Multiple times you have seen me estimate the variance of an estimator for a specific design via simulation. This involves two steps:
We can then approximate the variance as \[ \mbox{V}(\hat\theta) = \frac{1}{R-1}\sum_{r=1}^R(\hat\theta_r - \bar\theta)^2, \] where \(\hat\theta_r\) is the estimate computed from the \(r\)-th sample, and \[ \bar\theta = \frac{1}{R}\sum_{r=1}^R \hat\theta_r. \] But, of course, this is only applicable if we have the entire population.
Suppose that rather than conducting a survey to obtain a sample of \(n\) elements, we conduct \(R\) surveys using the same design that each obtain a sample of \(n/R\) elements. Then let \[ \tilde\theta = \frac{1}{R}\sum_{r=1}^R \hat\theta_r, \] be our estimator of \(\theta\), where \(\hat\theta_r\) is the estimate from the \(r\)-th survey. The variance of \(\tilde\theta\) can be estimated as \[ \hat{\mbox{V}}(\tilde\theta) = \frac{1}{R(R-1)}\sum_{r=1}^R(\hat\theta_r - \tilde\theta)^2. \] A variation on this approach is to obtain one sample using some design, but then attempt to divide the sample into \(R\) sub-samples and apply the above.

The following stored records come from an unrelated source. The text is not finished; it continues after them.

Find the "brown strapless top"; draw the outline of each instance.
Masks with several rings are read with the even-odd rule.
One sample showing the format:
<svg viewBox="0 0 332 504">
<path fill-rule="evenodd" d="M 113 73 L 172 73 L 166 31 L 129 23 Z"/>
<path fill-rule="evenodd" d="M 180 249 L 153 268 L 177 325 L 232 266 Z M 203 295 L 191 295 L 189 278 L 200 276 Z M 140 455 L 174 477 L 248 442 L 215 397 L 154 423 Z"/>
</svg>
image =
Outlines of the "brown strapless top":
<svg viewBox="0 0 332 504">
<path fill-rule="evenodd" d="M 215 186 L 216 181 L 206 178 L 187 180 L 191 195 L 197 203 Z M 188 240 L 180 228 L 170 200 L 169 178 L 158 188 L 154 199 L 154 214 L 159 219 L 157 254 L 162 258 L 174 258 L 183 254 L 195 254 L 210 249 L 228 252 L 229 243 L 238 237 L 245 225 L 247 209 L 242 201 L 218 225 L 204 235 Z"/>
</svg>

Resampling methods using some sort of method of sampling from the sample to approximate the variance (or other properties) of the sampling distribution of an estimator.
There are several resampling methods that have been proposed.
Bootstrap.
Jackknife.
Balanced repeated replication.
Successive-difference replication.
Rather than listing \(R\) samples, we define the samples in terms of \(R\) sets of survey weights called replication weights.
Estimate a parameter of interest \(\theta\) with an estimator \(\hat\theta\) using the survey weights.
Estimate the parameter using each of \(R\) sets of replication weights. Call these estimates \(\hat\theta_1, \hat\theta_2, \dots, \hat\theta_R\).
Approximate the variance of the estimator \(\hat\theta\) as \[ \hat{\mbox{V}}(\hat\theta) = a \sum_{r = 1}^R b_r (\hat\theta_r - \hat\theta)^2, \] where \(a\) and \(b_r\) are scale factors that depend on the type of replication weights used.
The above steps could be done using something as simple as a spreadsheet, but specialized software will streamline the calculation.
Load R packages.
library(tidyverse)
library(tidycensus)
library(tigris)
library(srvyr)
Enter API key (get your own).
census_api_key("key goes here")
Download microdata.
pnw_microdata <- get_pums(variables = c("HISPEED","FINCP","PUMA"),
survey = "acs5", year = 2023, state = c("ID","WA","OR"),
rep_weights = "housing", recode = TRUE) |> rename_with(tolower)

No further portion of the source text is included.